Am I "Over" Cancer?: Part One
- kendall774
- 1 day ago
- 2 min read
Last April, my newsletter posting was entitled, “Am I Cancer Free?” Since April is the anniversary month of my breast cancer diagnosis in April of 2020, I’m usually asking myself a lot of questions about where I am post-cancer treatment in April. Now it’s October, Breast Cancer Awareness Month. Almost five years since I completed treatment for Type 2 breast Cancer.

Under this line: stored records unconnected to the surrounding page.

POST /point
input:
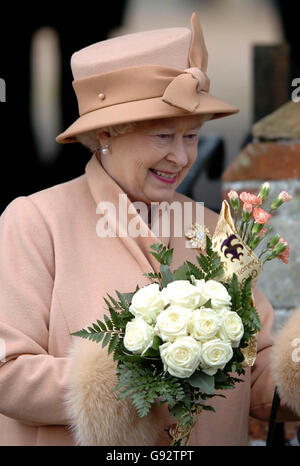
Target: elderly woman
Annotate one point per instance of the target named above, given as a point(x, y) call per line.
point(142, 100)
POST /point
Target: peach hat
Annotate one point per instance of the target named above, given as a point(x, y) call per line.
point(142, 76)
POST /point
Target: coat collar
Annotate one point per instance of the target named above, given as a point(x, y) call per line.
point(104, 189)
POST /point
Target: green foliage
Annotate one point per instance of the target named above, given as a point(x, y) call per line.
point(242, 303)
point(162, 254)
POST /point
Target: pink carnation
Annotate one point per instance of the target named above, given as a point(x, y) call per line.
point(249, 198)
point(263, 231)
point(247, 207)
point(232, 195)
point(261, 216)
point(284, 256)
point(285, 196)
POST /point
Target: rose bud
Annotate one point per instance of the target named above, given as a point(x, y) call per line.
point(249, 198)
point(282, 197)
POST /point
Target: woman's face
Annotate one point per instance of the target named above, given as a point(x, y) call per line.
point(149, 163)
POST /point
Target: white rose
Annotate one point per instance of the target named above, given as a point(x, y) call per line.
point(182, 293)
point(215, 291)
point(164, 296)
point(181, 358)
point(172, 323)
point(204, 323)
point(147, 303)
point(232, 328)
point(215, 354)
point(138, 336)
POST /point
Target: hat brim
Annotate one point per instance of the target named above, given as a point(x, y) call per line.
point(140, 110)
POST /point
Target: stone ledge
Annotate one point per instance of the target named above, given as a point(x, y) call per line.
point(265, 161)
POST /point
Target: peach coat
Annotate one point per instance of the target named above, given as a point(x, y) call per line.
point(54, 272)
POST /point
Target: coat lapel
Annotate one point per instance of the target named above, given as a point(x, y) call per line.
point(104, 189)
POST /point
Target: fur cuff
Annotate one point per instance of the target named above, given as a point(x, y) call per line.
point(286, 362)
point(96, 416)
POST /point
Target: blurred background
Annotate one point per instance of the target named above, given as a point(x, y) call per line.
point(253, 58)
point(40, 102)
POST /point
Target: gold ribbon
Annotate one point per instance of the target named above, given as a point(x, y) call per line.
point(237, 258)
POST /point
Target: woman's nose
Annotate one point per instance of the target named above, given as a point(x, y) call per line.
point(178, 154)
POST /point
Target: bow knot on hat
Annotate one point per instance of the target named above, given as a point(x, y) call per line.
point(183, 91)
point(142, 76)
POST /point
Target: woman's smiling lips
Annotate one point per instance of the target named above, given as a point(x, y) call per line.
point(164, 176)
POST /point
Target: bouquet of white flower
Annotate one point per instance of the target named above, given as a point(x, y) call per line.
point(181, 338)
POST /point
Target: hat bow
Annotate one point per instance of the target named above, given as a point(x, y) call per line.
point(184, 90)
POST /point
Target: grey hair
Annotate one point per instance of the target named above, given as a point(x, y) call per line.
point(90, 139)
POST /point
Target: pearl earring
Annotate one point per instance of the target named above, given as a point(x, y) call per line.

I don’t like “awareness months.” If people have to be forced into being aware of something, how reachable are they going to be? Some of those questions I asked myself last April have been answered, buy some have not. As my nod to this “awareness month,” and to further my own healing, I am posting four pieces this October from my “Cancer Memoir.” Which has been subjected to a lot of editing, but was written largely between the months of April 2021 and April 2022.

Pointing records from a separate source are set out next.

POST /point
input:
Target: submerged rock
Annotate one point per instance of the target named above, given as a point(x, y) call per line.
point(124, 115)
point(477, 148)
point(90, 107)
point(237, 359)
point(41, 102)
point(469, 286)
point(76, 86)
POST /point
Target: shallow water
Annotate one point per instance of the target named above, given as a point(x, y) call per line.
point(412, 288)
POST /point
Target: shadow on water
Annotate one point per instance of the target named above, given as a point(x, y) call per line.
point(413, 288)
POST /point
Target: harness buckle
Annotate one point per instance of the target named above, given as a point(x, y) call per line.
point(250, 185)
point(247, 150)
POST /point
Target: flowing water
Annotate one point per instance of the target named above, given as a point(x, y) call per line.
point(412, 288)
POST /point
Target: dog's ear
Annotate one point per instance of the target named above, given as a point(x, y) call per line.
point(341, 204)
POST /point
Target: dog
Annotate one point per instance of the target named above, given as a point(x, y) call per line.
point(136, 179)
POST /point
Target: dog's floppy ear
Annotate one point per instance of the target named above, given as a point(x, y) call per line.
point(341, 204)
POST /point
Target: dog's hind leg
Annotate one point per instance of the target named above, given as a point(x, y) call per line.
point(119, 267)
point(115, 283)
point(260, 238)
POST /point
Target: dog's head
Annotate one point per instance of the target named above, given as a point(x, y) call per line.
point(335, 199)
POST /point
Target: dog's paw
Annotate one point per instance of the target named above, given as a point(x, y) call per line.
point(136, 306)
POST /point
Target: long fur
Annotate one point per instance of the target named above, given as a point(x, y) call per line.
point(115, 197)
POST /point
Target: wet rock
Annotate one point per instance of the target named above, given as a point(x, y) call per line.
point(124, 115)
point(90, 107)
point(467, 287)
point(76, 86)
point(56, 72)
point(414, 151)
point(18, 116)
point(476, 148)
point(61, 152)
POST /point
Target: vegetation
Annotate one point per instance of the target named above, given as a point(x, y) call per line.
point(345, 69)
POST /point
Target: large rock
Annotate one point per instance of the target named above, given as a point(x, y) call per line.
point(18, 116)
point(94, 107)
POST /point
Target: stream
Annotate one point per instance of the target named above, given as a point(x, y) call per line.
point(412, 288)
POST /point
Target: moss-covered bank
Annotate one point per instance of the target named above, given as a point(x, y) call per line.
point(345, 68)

There has been a lot written and shared by cancer survivors, but I have never heard or read of anything written specifically by someone who is also a survivor of sexual abuse. I’m sure there’s something, somewhere, but I haven’t read it. Maybe that’s my job. So here goes.

REFLECTIONS
April 2021
I heard on the news the other night that over 10,000 women with breast cancer would face life-long consequences as a result of inadequate screening and care during the pandemic.
I was not one of them. I guess I was lucky.
Wait a minute. If I were lucky, would I have gotten breast cancer?
I’ve begun many speeches and stories by saying that my life has been defined by three major traumas. I lost my father and brother in a plane crash when I was four. I was emotionally, mentally and physical abused by my stepfather. And I was sexually abused by a family member between the ages of eight and thirteen.
One in every four women in this country will be sexually violated before she’s eighteen.
One in every eight women will get breast cancer.
I don’t think there are statistics about women who lose half a family in plane crashes.
If “lucky” means beating the odds…then no. I am not lucky.
Cancer during COVID. One more trauma that I must not let define me. I’m not interested in hanging one more survivor badge on my lapel. I don’t want to think about cancer, talk about cancer, or even write about it.
Yet here I am. Stuck. I can’t seem to go forward, and I sure as hell don’t want to go back. But I need to find out who is waiting on the other side of cancer, and what I can learn from her. I just hope it’s someone I’ll recognize.